Only three flights sat on the Tarmac for more than three hours in June compared with nearly 300 a year ago, the government said yesterday. But airlines didn't cancel more flights to avoid potentially massive fines for those long delays.
All the flights that exceeded the limit were operated by United Airlines, and each topped the three-hour time by five minutes or less. All were flying out of Chicago's O'Hare airport on the same day - June 18 - when thunderstorms and winds battered the area. United later canceled two of the flights that were held up.
United said in a statement that the weather prevented employees from safely loading and unloading aircraft at a few points during the day. The airline said it gave passengers food, drinks and regular updates. It also provided compensation to customers on the canceled flights. All those steps are required by the Department of Transportation.
The maximum fine under the rule is $27,500 per passenger, which could add up to $5 million or more for a fully packed airplane, but the department rarely imposes maximum fines.

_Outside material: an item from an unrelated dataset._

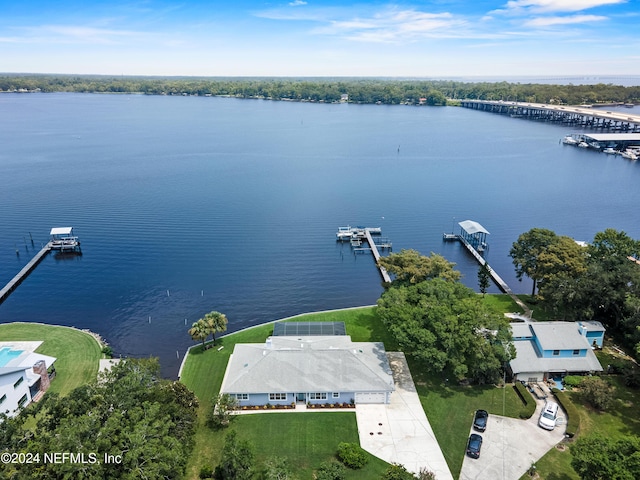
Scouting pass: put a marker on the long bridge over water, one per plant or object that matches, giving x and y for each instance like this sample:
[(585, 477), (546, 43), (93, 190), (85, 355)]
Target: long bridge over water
[(581, 116)]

"This is extremely positive news for consumers," Kevin Mitchell, chairman of the Business Travel Coalition, told Bloomberg News. "Airlines have surprised everyone in their ability to respond to this rule in short order."
United is the predominant carrier at O'Hare, handling about 31 percent of flights.
A spokeswoman for the Air Transport Association, which represents carriers, said in an e-mailed statement to Bloomberg that airlines "will continue to fully comply with the new tarmac delay rule."
There was no limit to time on the tarmac in June 2009, when 268 flights were delayed for more than three hours. June is one of the busiest months for air travel. It's also one of the stormiest months of the year.